ISIDORE
- Website type: scientific research, Search Engine in Humanities and Social Sciences
- Available in: French English Spanish
- Headquarters: Paris (Île de France), {{{location_country}}}
- Owner: Huma-Num
- Website: https://isidore.science
- Commercial: no
- Launched: 8 December 2009
- Current status: active

= Isidore (platform) =

ISIDORE is an online platform that allows research and access to human and social sciences digital data. It's a research assistant for humanists researchers over the world.

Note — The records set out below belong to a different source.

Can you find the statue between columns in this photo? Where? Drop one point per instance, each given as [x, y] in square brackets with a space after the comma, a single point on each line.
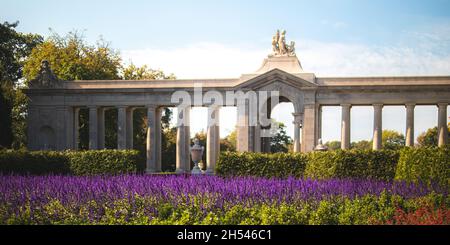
[196, 156]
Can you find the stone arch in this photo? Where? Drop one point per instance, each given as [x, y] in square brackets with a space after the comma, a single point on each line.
[47, 138]
[287, 94]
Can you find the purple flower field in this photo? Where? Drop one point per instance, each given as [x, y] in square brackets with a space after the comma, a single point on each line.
[203, 192]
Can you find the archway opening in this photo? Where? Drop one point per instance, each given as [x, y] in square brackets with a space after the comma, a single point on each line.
[282, 136]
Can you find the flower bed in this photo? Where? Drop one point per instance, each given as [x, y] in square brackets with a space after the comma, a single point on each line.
[170, 199]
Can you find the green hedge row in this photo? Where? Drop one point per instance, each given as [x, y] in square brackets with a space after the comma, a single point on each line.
[430, 164]
[409, 164]
[280, 165]
[71, 162]
[352, 164]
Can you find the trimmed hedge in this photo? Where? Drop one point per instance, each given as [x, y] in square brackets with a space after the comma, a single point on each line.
[367, 164]
[317, 165]
[96, 162]
[429, 165]
[279, 165]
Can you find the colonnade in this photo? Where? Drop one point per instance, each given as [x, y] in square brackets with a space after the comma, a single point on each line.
[153, 136]
[377, 125]
[183, 142]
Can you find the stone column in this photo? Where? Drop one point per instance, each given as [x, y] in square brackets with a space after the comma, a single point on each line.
[183, 160]
[151, 140]
[345, 126]
[101, 128]
[69, 119]
[297, 126]
[319, 121]
[212, 139]
[93, 127]
[377, 126]
[76, 127]
[309, 136]
[121, 127]
[442, 124]
[158, 139]
[129, 122]
[60, 128]
[243, 128]
[410, 124]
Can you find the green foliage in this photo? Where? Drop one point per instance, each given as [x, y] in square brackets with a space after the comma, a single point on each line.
[318, 165]
[229, 142]
[105, 162]
[280, 141]
[333, 145]
[14, 48]
[279, 165]
[33, 162]
[352, 164]
[392, 139]
[426, 164]
[71, 58]
[71, 162]
[137, 210]
[361, 145]
[430, 137]
[133, 72]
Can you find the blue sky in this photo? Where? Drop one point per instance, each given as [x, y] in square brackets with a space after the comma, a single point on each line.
[197, 39]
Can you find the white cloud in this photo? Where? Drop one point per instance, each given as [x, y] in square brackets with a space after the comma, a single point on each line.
[422, 55]
[200, 60]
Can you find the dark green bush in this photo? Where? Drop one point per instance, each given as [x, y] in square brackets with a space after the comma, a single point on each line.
[352, 164]
[279, 165]
[427, 164]
[317, 165]
[71, 162]
[33, 162]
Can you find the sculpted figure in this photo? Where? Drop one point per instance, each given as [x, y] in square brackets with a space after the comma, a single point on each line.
[291, 48]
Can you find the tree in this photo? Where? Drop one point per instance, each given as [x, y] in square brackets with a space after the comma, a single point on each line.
[14, 48]
[71, 58]
[391, 139]
[281, 141]
[169, 133]
[430, 137]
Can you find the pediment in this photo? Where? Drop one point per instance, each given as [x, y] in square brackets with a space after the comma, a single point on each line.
[278, 76]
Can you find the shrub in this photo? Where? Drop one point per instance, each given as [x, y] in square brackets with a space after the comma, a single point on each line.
[279, 165]
[318, 165]
[426, 164]
[33, 162]
[105, 162]
[71, 162]
[352, 164]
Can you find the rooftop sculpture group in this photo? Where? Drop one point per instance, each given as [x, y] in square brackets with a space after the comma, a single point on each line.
[279, 46]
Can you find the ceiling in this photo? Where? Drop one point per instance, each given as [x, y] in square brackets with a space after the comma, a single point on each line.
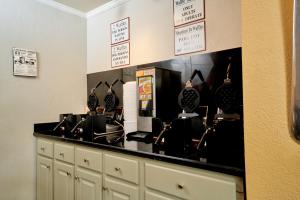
[83, 5]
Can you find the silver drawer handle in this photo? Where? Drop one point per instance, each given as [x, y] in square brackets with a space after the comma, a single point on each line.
[180, 186]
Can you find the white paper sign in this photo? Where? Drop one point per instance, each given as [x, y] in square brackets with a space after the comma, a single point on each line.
[186, 11]
[25, 62]
[120, 31]
[190, 38]
[120, 55]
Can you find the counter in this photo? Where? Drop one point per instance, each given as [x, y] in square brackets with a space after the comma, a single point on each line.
[236, 171]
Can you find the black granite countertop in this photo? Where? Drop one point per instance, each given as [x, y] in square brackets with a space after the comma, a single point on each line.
[236, 171]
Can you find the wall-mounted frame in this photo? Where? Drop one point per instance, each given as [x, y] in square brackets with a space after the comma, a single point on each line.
[190, 38]
[120, 54]
[120, 31]
[187, 11]
[24, 62]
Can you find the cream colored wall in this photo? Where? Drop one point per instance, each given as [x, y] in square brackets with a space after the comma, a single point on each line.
[152, 32]
[60, 40]
[272, 157]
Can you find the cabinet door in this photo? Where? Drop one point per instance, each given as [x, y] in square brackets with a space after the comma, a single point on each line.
[88, 185]
[44, 178]
[156, 196]
[63, 181]
[117, 190]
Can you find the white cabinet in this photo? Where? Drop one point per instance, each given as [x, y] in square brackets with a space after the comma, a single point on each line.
[73, 172]
[186, 183]
[63, 181]
[118, 190]
[88, 185]
[44, 178]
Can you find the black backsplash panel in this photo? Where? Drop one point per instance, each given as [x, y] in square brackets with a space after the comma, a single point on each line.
[212, 65]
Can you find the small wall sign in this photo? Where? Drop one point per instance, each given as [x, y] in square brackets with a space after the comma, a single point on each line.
[186, 11]
[190, 38]
[24, 62]
[120, 31]
[120, 54]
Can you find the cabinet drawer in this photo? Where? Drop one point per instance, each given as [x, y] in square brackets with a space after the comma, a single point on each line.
[188, 185]
[123, 168]
[45, 148]
[64, 152]
[88, 158]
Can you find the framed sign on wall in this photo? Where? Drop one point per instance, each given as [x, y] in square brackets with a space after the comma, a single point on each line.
[190, 38]
[24, 62]
[120, 31]
[120, 55]
[187, 11]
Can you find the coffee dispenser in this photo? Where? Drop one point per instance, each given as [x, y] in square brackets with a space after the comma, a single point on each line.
[157, 91]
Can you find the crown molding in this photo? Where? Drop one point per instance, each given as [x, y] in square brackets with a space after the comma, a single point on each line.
[105, 7]
[63, 7]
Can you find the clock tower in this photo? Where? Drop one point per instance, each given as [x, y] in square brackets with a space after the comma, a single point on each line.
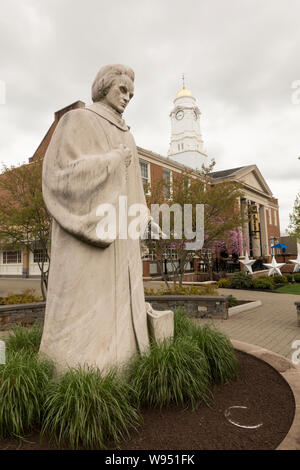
[186, 146]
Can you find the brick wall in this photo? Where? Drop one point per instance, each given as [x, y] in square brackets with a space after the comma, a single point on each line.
[156, 173]
[23, 314]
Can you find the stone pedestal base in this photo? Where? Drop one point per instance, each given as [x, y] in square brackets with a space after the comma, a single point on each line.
[160, 323]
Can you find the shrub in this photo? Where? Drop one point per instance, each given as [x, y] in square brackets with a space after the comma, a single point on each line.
[85, 409]
[263, 282]
[216, 346]
[26, 296]
[23, 382]
[232, 301]
[223, 282]
[277, 279]
[171, 373]
[297, 277]
[184, 290]
[25, 338]
[241, 280]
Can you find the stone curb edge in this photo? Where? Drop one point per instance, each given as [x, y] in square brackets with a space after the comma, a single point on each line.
[291, 373]
[244, 307]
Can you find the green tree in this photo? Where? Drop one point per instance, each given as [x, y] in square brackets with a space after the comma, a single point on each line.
[24, 220]
[294, 226]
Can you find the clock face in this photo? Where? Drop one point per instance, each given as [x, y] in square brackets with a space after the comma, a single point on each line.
[179, 115]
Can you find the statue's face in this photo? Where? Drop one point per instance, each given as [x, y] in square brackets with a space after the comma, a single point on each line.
[119, 94]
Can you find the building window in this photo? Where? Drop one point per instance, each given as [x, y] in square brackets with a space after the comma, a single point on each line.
[40, 256]
[12, 257]
[167, 177]
[274, 241]
[145, 172]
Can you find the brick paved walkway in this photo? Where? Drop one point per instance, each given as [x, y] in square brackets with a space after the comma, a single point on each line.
[273, 325]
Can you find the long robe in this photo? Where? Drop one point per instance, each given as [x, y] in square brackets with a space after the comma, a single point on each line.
[95, 311]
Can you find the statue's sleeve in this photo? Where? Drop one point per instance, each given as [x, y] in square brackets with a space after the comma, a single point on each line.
[78, 174]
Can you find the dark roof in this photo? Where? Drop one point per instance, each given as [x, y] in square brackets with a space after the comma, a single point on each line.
[224, 173]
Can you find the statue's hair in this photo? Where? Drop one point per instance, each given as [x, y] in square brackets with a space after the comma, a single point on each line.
[106, 77]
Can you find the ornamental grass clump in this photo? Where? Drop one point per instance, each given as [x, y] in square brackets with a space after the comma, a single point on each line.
[84, 409]
[26, 339]
[171, 373]
[219, 352]
[214, 344]
[23, 382]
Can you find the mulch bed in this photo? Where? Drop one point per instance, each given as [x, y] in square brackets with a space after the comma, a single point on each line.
[268, 398]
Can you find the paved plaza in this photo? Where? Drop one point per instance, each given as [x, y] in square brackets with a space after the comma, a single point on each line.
[272, 326]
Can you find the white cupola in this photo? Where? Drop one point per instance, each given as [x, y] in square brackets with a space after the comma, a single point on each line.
[186, 146]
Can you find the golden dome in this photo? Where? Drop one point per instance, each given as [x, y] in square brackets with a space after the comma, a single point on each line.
[184, 92]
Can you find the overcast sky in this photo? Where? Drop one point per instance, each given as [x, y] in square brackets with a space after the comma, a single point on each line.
[240, 59]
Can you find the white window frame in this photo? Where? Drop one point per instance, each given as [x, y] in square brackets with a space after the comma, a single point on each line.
[148, 177]
[170, 180]
[18, 253]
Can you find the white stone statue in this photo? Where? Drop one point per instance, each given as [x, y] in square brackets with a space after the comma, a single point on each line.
[95, 311]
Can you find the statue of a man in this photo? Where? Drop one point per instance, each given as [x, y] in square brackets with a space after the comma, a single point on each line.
[95, 312]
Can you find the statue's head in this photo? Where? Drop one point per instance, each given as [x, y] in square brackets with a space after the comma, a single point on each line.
[114, 86]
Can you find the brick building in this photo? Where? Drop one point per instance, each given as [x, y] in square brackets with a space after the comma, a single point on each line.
[186, 150]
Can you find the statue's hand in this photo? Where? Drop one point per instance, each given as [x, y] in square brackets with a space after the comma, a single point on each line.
[126, 154]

==Detailed history and road map==

ISIDORE was created in 2009 by the CNRS, using its "Adonis large equipment" facilities, with a major participation from french companies Antidot, Sword and Mondeca. It is now fully integrated to the Huma-Num research infrastructure for humanities and social sciences.
Conceived by the TGE Adonis team following a study on the creation of a portal in humanities and social sciences, the site was started in 2009 and offered in Beta version from 2010. It was implemented by the Center for Direct Scientific Communication (CCSD) with support from Antidot, Sword and Mondeca between 2010 and 2015. Piloted and operated directly by Huma-Num since 2016, the platform brings together a large number of data producers from around the world: electronic publishing platforms (Cairn.info, Persée, OpenEdition Journals, Érudit, etc. ), digital libraries (Gallica from the BnF, Mazarinum from the bibliothèque Mazarine, bibliothèque Sainte-Geneviève, bibliothèque inter-universitaire de médecine, etc.), open archives (HAL-SHS, but also theses.fr, TEL, etc.) and a very large number of scientific databases produced in laboratories.

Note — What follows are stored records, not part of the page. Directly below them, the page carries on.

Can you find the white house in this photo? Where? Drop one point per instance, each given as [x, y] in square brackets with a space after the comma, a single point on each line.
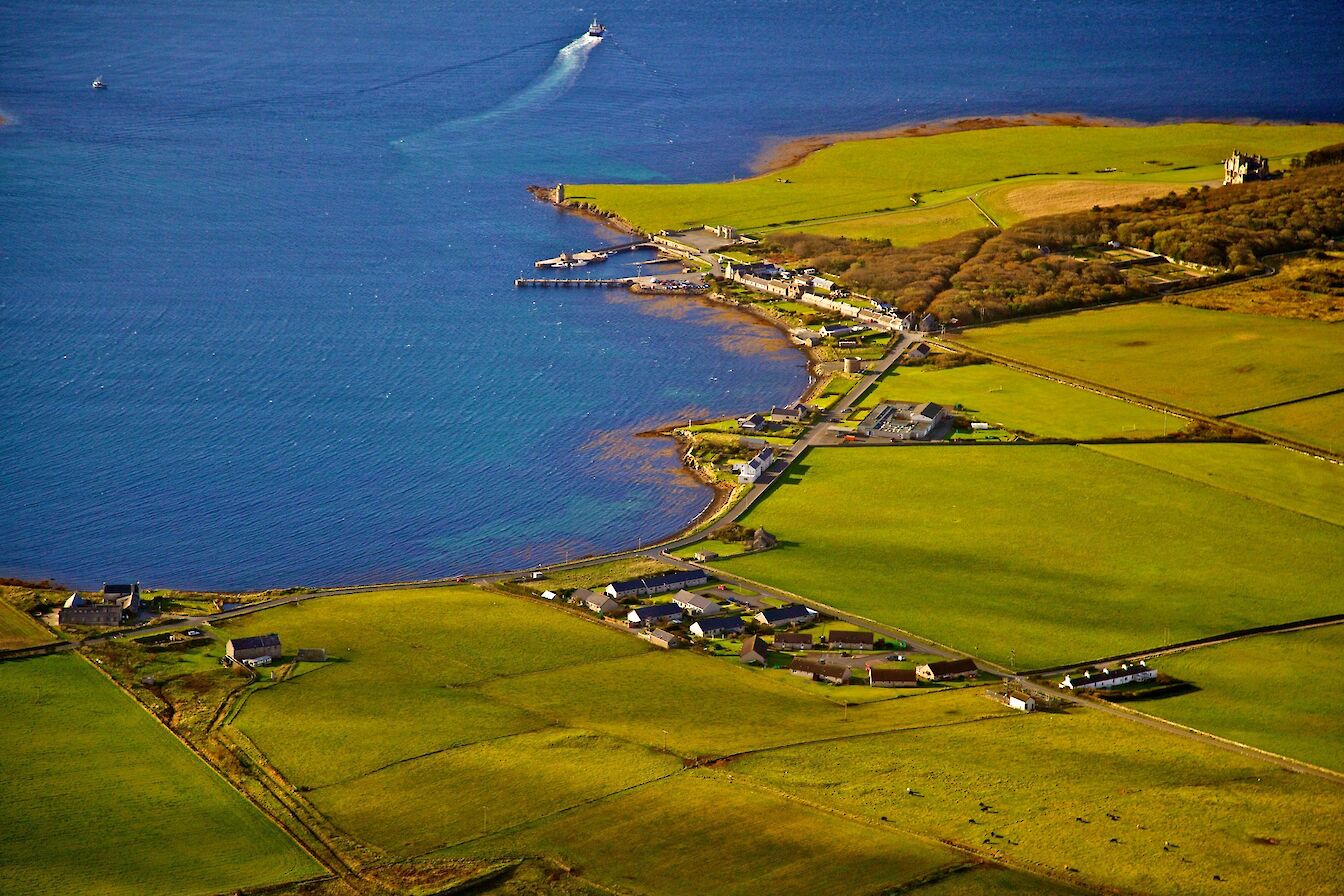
[641, 617]
[660, 638]
[596, 602]
[1106, 679]
[753, 469]
[657, 583]
[696, 605]
[948, 670]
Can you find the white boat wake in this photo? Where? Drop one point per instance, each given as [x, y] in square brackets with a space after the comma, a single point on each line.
[559, 77]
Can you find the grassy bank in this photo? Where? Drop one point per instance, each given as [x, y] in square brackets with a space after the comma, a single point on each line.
[1211, 362]
[1281, 712]
[1053, 554]
[97, 797]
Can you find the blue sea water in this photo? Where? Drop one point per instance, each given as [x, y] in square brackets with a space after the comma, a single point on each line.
[257, 317]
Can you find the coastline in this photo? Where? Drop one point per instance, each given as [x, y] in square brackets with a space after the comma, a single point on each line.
[778, 153]
[784, 152]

The latest version, extensively redesigned in 2018 with the help of teacher-researchers, offers a connected space forming a vast scientific network.

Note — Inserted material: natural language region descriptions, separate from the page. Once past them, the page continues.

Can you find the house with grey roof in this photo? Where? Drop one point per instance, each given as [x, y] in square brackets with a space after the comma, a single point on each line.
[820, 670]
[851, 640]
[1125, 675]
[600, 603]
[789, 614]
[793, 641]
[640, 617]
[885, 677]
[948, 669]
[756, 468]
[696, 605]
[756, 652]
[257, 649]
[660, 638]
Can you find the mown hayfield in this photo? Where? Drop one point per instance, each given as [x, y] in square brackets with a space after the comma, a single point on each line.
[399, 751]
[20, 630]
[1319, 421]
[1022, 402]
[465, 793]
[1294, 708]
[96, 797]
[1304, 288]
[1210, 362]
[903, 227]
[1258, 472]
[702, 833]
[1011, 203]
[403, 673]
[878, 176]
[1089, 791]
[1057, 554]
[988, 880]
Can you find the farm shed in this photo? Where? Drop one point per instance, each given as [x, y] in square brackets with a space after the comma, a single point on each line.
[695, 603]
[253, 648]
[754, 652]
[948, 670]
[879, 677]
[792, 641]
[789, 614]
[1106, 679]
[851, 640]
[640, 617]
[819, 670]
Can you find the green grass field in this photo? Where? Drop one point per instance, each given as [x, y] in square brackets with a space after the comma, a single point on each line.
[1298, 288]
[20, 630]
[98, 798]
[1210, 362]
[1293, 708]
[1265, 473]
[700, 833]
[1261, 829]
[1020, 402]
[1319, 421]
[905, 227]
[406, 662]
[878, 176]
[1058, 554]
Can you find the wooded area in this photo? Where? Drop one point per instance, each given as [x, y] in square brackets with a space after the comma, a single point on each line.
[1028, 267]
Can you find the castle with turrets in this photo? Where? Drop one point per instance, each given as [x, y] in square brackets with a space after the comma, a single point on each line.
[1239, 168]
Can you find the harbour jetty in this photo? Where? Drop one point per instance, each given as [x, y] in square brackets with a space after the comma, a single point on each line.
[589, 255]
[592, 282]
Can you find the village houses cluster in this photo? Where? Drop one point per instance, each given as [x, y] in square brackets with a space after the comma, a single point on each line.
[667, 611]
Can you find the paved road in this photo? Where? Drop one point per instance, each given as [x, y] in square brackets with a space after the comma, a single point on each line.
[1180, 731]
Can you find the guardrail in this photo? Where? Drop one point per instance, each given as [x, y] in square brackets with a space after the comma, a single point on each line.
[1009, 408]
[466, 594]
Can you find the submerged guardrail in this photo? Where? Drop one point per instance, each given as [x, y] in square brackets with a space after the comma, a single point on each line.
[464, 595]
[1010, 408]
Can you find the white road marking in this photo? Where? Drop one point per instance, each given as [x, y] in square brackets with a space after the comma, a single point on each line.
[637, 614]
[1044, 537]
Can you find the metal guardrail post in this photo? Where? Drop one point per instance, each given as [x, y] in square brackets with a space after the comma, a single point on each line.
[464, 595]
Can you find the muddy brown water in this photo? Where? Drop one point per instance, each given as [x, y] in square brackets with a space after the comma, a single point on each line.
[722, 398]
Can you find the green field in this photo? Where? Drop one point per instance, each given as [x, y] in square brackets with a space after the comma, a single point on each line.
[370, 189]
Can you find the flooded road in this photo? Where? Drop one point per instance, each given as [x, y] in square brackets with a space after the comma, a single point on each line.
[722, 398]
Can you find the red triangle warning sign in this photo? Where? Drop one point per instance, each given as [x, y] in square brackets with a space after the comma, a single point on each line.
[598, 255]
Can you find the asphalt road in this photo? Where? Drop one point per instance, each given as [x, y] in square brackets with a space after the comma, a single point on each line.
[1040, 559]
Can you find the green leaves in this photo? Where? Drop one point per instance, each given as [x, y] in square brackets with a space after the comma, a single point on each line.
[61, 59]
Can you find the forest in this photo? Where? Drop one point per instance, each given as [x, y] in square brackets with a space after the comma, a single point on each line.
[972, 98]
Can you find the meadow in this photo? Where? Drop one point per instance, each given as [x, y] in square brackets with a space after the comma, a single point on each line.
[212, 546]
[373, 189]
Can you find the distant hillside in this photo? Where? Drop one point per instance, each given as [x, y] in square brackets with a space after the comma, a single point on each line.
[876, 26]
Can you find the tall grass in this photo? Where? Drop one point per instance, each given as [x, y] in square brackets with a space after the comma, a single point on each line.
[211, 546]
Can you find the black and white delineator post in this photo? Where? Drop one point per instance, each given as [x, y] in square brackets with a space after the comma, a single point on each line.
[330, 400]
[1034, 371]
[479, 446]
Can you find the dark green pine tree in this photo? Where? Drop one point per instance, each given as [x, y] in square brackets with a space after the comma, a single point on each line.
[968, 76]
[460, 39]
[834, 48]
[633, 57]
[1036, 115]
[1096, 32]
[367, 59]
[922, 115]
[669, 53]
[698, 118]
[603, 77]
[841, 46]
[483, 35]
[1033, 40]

ISIDORE inspired several projects in the 2010 decade : in May 2019, TGIR Huma-Num and OpenEdition announced the European project TRIPLE which builds on Isidore philosophy and built on the same principles for OPERAS researchers. The Matilda portal follows in the footsteps of Isidore.

In May 2024, Huma-Num IR*, which is developing it, announced a program up to 2030 enabling the development of ISIDORE towards the inclusion of generative AI.

==Basic principles==
ISIDORE harvests metadata and fulltext documents indexes them as digital data by enriching them with scientific terms and references (like thesaurus, taxonomies, etc.) in 3 languages: French, English and Spanish. It is edited as a web portal, isidore.science, an API and a SPARQL endpoint that allows access to enriched data in RDF. ISIDORE is available also like a WP plugin, called ISIDORE Suggestions.

ISIDORE is one of the digital platforms engaged in the sharing of scientific open data and promote FAIR Data.

It currently contains over 7M documents, from more 10000 collections and sources (digital libraries, journals, academic blogs, open archives, scientific databases, archives, etc.), making it the largest open digital library for humanities and social sciences research.

==How the portal works==
Isidore harvests metadata according to three open metadata interoperability standards:

- OAI-PMH
- RDFa

Collected metadata is converted to RDF and enriched by IA and semantic processing with terms and vocabulary from scientific thesauri (specialized or general). The full-text documents linked to the metadata are indexed if they are freely accessible. Enhancements resulting from semantic processing are accessible both via the platform's website (search engine functionalities) and via its API to be used by software like Zotero.

==Sources==

ISIDORE associates a large panel of scientific platforms and 'data producers':
electronic edition platforms (Cairn.info, Persée, Revues.org, Erudit, etc.),
digital libraries: (Gallica of the BnF, Mazarinum of the bibliothèque Mazarine, bibliothèque Sainte-Geneviève, bibliothèque inter-universitaire de médecine, etc.)
open archives (HAL-SHS (Hyper Article en Ligne – Sciences de l'Homme et de la Société), theses.fr, Thèses en Ligne TEL, etc.) as well as a large number of other scientific databases maintained by French and foreign laboratories.